The announcement of Kim Jong-Il's death on Monday morning will undoubtedly have gotten you thinking. Some of you will have considered the geopolitical implications of passing of the 'Dear Leader' of the world's youngest nuclear state. Others will have contemplated the financial impact as the South Korean markets plummeted. Some will have thought of the 'ronery' puppet in Team America. Me? I got thinking of football.
Cast your mind back to the 2010 World Cup (don't worry, I'm not going to ask you to recall England's disastrous involvement). After scraping through their qualifying group on goal difference, North Korea reached the finals for the first time in almost 50 years. Their participation was to be a memorable one. On 15 June at a rain-soaked Ellis Park they took on five-time champions Brazil. As the teams lined up, Korea's star player Jong Tae-Se burst into tears. Some suggested he was crying through the fear of what would happen were the side to meet expectations and succumb to defeat. Perhaps. What it is far more likely that we were witnessing was the sheer emotion felt by Tae-Se of playing in his country's biggest game in decades. Amazingly, Korea managed to hold out for 55 minutes before conceding, and gained much praise in a far-from-disgraceful 2-1 defeat. Tae-Se was awarded man of the match after an energetic performance from the industrious striker.
North Korea's involvement in the tournament far transcended their footballing participation. They crashed out, losing all three of their group games (the 7-0 defeat to Portugal in their second match being the first match ever to be shown live in the country; in hindsight this probably wasn't the ideal game to broadcast). However, what was achieved was a new and refreshing insight into the world's most secretive regime. Firstly, the lengths taken by Pyongyang to maintain image were exposed to a massive audience; from tales of the broadcast bans, to the Chinese rent-a-fans deployed to follow the team at their matches.
More importantly though, the world was given a chance to glimpse behind the iron curtain and see the human face of the often nebulous concept of 'North Korea'. Their striker's tears went didn't highlight indoctrination, but showed the raw pride felt in pulling on the national jersey. As TV camera crews followed the team during their preparation, viewers didn't see the single-file automaton ambassadors that might've been expected, but 23 exuberant young men, laughing as they played daft warm-up games in training and pictures of sheer delight as they visited a Cape Town zoo. Football afforded the players a unique opportunity to see outside North Korea, and the rest of the world the chance to peek in.

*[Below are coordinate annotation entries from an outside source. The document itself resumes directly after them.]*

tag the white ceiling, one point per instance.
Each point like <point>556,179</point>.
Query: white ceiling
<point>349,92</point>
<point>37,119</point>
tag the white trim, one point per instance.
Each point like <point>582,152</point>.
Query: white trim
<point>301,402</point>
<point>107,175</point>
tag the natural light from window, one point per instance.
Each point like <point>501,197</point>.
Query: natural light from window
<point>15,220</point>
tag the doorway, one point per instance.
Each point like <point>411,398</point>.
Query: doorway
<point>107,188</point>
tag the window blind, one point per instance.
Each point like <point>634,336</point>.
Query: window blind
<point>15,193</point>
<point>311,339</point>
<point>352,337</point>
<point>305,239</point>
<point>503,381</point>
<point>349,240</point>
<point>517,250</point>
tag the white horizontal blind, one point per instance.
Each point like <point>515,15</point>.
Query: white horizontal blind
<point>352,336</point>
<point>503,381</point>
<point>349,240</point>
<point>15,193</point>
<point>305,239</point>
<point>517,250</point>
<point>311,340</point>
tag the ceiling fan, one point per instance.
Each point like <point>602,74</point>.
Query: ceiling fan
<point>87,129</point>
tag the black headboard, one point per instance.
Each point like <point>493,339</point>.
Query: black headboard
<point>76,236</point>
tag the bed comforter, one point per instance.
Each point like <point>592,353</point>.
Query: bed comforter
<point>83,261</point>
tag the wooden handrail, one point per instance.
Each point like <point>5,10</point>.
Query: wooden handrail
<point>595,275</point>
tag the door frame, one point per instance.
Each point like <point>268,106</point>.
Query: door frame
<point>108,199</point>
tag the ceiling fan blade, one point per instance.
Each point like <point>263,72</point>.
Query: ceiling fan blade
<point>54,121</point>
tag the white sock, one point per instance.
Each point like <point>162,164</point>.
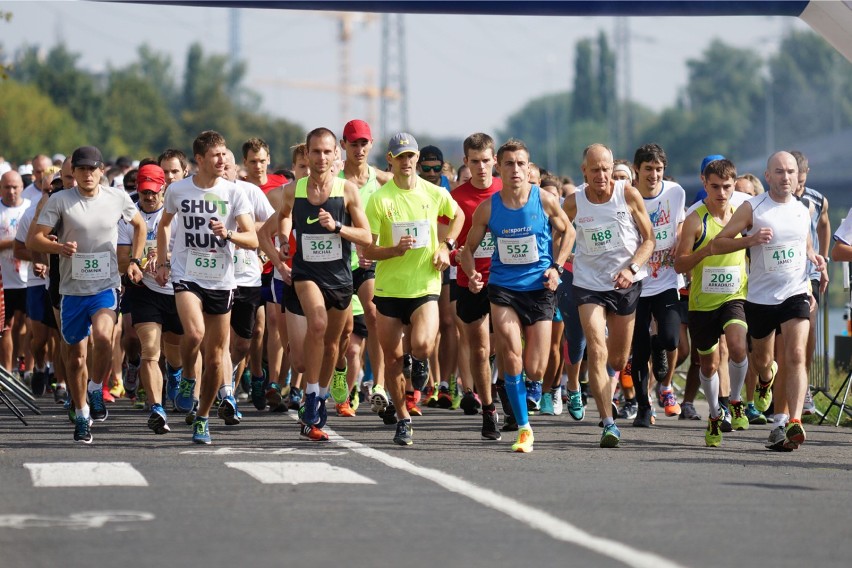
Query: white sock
<point>737,371</point>
<point>711,392</point>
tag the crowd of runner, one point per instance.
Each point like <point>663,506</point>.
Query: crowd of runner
<point>203,285</point>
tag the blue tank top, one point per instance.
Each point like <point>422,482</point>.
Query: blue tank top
<point>523,248</point>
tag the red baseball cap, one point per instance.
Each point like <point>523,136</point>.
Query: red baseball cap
<point>356,130</point>
<point>150,178</point>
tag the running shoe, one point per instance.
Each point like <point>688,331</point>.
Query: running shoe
<point>533,395</point>
<point>754,415</point>
<point>339,388</point>
<point>575,405</point>
<point>201,431</point>
<point>470,403</point>
<point>228,411</point>
<point>402,437</point>
<point>525,441</point>
<point>490,421</point>
<point>739,420</point>
<point>258,393</point>
<point>98,408</point>
<point>628,410</point>
<point>610,436</point>
<point>794,435</point>
<point>131,380</point>
<point>378,399</point>
<point>713,434</point>
<point>546,407</point>
<point>445,399</point>
<point>670,404</point>
<point>185,398</point>
<point>763,391</point>
<point>688,412</point>
<point>345,410</point>
<point>777,438</point>
<point>808,407</point>
<point>158,421</point>
<point>419,373</point>
<point>411,405</point>
<point>82,430</point>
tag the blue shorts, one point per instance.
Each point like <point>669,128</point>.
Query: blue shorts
<point>76,313</point>
<point>36,302</point>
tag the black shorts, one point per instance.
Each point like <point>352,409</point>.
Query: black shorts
<point>359,326</point>
<point>763,320</point>
<point>361,275</point>
<point>16,301</point>
<point>619,302</point>
<point>289,300</point>
<point>147,306</point>
<point>531,307</point>
<point>401,308</point>
<point>247,299</point>
<point>472,307</point>
<point>213,302</point>
<point>705,328</point>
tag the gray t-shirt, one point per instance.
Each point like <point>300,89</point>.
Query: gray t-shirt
<point>93,223</point>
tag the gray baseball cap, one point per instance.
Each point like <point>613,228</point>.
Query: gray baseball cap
<point>401,143</point>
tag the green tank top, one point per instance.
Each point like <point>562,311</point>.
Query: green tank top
<point>716,279</point>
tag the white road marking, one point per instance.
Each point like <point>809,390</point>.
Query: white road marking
<point>295,473</point>
<point>85,474</point>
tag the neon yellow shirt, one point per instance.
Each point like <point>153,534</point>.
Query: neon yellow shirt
<point>394,212</point>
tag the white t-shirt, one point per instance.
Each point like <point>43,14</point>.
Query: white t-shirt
<point>198,256</point>
<point>14,270</point>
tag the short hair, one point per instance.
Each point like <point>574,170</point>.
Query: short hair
<point>723,169</point>
<point>649,153</point>
<point>206,140</point>
<point>173,154</point>
<point>299,151</point>
<point>801,161</point>
<point>479,142</point>
<point>512,145</point>
<point>318,133</point>
<point>255,145</point>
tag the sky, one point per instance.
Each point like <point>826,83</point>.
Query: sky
<point>464,73</point>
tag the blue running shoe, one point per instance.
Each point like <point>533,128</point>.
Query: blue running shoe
<point>610,436</point>
<point>201,431</point>
<point>98,408</point>
<point>158,421</point>
<point>228,411</point>
<point>185,398</point>
<point>82,432</point>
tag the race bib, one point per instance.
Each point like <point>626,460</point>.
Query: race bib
<point>205,265</point>
<point>321,248</point>
<point>518,251</point>
<point>420,230</point>
<point>90,266</point>
<point>486,246</point>
<point>665,236</point>
<point>602,239</point>
<point>786,257</point>
<point>721,279</point>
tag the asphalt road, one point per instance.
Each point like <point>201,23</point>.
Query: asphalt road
<point>659,500</point>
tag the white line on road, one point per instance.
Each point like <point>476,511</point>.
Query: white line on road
<point>85,474</point>
<point>295,473</point>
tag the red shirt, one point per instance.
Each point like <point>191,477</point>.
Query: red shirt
<point>469,197</point>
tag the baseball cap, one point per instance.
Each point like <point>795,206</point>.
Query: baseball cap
<point>87,156</point>
<point>150,178</point>
<point>431,153</point>
<point>356,130</point>
<point>400,143</point>
<point>708,159</point>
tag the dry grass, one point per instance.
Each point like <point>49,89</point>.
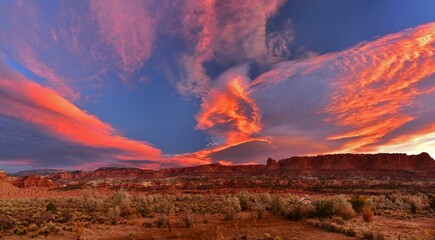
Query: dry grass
<point>181,216</point>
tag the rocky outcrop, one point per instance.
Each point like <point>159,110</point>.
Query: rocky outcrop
<point>335,171</point>
<point>33,181</point>
<point>3,176</point>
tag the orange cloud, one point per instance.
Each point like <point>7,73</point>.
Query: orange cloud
<point>225,31</point>
<point>380,79</point>
<point>41,106</point>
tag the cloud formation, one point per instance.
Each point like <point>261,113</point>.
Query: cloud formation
<point>29,102</point>
<point>253,102</point>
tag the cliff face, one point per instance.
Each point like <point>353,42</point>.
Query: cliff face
<point>360,162</point>
<point>335,170</point>
<point>3,176</point>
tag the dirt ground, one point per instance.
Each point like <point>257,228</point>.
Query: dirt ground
<point>246,226</point>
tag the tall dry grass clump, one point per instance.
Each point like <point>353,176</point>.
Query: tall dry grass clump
<point>230,207</point>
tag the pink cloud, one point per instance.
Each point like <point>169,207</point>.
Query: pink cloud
<point>129,27</point>
<point>41,106</point>
<point>223,30</point>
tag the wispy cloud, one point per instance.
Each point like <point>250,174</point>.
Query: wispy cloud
<point>43,107</point>
<point>356,100</point>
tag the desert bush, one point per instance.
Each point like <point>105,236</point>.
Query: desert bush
<point>367,214</point>
<point>78,228</point>
<point>350,232</point>
<point>91,201</point>
<point>334,206</point>
<point>298,211</point>
<point>166,207</point>
<point>347,212</point>
<point>51,207</point>
<point>230,207</point>
<point>113,214</point>
<point>368,235</point>
<point>277,205</point>
<point>187,218</point>
<point>247,201</point>
<point>264,199</point>
<point>358,202</point>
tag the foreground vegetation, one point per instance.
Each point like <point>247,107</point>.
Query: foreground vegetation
<point>348,215</point>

What prompted me to cast my mind back to North Korea's journey were videos of the hysterical outpourings of emotion in Pyongyang following the announcement of Kim Jong-Il's death shown on various news channels, recalling the very different kind of tears shed by Tae-Se. His were not the product of years of indoctrination, or meticulously planned media-stagecraft, but testament to what sport means to people regardless of the regime they live under. With Kim Jong-Il's death part of the seemingly impenetrable opacity of North Korea may have just been breached. Maybe one day the world will get to see 'the real Korea'. Until then however, we have to find alternate ways of understanding this most complex of regimes; I'd argue that football isn't a bad place to start.